Let $$f$$ be a permutation on a set $$S$$. If a relation $$ \sim $$ is defined on $$S$$ such that
\[a \sim b \Leftrightarrow {f^{\left( n \right)}}\left( a \right) = b\]

for some integrals $$n\forall \,a,b \in S$$, we observe that the relation is:

(i) Reflexive: the relation is reflexive, i.e. $$a \sim a$$, now we can define the reflexive property according to the above definition, because
\[a \sim a \Leftrightarrow {f^{\left( n \right)}}\left( a \right)\]
\[ = I\left( a \right) = a,\forall a \in S\]

(ii) Symmetric: the relation is symmetric, i.e. $$a \sim b \Rightarrow b \sim a$$, we can show this relation by using the definition of orbit of permutation, because
\[a \sim a \Leftrightarrow {f^{\left( n \right)}}\left( a \right) = b\]
for some integers $$n$$
\[ \Rightarrow a = {f^{ – \left( n \right)}}\left( b \right)\]
\[ \Rightarrow b \sim a,\,\forall a,b \in S\]

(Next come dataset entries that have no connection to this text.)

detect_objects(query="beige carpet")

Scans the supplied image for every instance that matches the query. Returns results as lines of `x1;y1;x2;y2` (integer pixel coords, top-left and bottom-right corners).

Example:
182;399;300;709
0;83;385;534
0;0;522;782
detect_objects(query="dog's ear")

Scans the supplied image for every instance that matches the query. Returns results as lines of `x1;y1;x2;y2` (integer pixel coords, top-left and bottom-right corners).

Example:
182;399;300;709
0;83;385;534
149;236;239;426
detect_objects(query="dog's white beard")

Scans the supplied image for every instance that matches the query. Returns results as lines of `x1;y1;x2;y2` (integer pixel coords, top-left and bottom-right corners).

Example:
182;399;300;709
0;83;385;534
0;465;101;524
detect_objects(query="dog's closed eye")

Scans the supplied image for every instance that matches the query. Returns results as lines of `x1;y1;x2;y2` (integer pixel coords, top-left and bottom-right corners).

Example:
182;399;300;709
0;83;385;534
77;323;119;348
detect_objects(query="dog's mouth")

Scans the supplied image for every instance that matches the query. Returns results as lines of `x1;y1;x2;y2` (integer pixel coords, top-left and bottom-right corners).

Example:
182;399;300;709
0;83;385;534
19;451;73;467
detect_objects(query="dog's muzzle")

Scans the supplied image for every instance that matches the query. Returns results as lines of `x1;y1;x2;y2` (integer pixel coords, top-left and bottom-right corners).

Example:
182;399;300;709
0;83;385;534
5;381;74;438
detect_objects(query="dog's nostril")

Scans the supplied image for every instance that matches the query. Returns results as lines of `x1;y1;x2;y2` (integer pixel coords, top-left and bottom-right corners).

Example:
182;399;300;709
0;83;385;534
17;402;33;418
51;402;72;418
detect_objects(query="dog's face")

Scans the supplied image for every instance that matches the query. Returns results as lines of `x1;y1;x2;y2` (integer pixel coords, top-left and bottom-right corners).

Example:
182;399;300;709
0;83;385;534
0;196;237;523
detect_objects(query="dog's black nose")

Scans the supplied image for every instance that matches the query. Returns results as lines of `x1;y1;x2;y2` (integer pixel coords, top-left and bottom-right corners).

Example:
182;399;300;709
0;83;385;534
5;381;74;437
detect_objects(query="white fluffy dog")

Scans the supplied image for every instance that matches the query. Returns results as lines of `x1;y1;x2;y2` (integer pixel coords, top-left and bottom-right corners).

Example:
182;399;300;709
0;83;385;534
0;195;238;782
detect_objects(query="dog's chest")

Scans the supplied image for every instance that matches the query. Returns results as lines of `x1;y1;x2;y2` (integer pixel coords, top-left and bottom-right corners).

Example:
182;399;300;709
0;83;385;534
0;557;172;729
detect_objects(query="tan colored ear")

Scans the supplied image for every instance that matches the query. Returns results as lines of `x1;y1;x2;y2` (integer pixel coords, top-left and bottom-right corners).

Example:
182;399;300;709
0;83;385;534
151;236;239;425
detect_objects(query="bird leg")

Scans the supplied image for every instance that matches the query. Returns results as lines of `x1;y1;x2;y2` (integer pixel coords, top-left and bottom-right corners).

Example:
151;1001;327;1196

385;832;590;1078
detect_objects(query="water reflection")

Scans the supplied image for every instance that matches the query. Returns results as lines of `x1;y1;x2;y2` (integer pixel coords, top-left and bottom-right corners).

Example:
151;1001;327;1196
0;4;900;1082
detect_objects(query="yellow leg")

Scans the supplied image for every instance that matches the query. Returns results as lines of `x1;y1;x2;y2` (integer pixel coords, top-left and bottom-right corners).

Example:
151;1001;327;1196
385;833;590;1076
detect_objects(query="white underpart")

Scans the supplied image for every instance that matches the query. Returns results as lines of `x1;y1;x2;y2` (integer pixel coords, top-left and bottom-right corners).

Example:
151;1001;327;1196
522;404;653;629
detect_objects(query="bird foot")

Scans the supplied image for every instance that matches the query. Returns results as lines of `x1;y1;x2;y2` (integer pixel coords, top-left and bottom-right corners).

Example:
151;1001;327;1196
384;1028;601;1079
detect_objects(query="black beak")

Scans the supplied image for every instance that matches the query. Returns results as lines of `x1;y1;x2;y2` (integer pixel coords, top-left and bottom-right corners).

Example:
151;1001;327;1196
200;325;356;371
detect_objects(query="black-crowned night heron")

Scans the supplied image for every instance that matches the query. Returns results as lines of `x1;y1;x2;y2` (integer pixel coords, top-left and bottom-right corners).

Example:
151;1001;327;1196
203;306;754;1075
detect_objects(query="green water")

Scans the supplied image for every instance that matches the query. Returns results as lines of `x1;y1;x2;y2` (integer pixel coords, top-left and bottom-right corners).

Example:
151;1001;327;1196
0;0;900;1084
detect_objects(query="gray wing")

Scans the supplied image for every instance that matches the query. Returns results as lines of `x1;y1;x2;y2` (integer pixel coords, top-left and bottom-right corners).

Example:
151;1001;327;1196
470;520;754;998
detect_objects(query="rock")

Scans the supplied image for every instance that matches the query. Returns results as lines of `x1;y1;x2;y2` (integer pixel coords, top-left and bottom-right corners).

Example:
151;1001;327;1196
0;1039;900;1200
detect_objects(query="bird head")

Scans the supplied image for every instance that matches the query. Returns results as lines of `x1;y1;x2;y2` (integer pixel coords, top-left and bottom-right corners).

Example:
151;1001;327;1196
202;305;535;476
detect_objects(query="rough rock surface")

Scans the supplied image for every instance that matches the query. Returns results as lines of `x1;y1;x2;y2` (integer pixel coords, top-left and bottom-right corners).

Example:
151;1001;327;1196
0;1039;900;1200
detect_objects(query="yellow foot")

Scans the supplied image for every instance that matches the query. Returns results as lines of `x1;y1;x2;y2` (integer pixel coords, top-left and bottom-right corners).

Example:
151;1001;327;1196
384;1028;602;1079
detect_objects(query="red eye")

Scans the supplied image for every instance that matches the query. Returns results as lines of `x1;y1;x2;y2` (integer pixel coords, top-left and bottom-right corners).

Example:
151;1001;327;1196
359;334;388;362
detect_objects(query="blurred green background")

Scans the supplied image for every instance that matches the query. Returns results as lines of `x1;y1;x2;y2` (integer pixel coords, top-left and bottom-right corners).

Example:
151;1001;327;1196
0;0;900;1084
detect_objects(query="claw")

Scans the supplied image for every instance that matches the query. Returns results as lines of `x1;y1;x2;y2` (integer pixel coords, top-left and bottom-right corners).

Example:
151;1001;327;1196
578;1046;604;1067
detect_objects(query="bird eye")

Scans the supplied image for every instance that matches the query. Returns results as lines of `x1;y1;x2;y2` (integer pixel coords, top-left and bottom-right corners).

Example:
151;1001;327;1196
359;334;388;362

(iii) Transitive: the above relation is transitive, i.e. $$a \sim b$$ and $$b \sim c$$ implies $$a \sim c$$, now we can prove this transitive property by using the above definition of orbit of permutation, because
\[ \Rightarrow {f^{\left( n \right)}}\left( a \right) = b,\,\,\,{f^{\left( m \right)}}\left( b \right) = c\] for some integers $$n$$ and $$m$$
\[ \Rightarrow {f^m}\left( {{f^n}\left( a \right)} \right) = {f^m}\left( b \right) = c\]
\[ \Rightarrow {f^{m + n}}\left( a \right) = c\]  for some integer $$m + n$$
\[ \Rightarrow a \sim c\]

Thus the above defined relation $$ \sim $$ is an equivalence relation on $$S$$ and hence we partition it into mutually disjoint classes. Each equivalence class determined by the relation is called an orbit of $$f$$.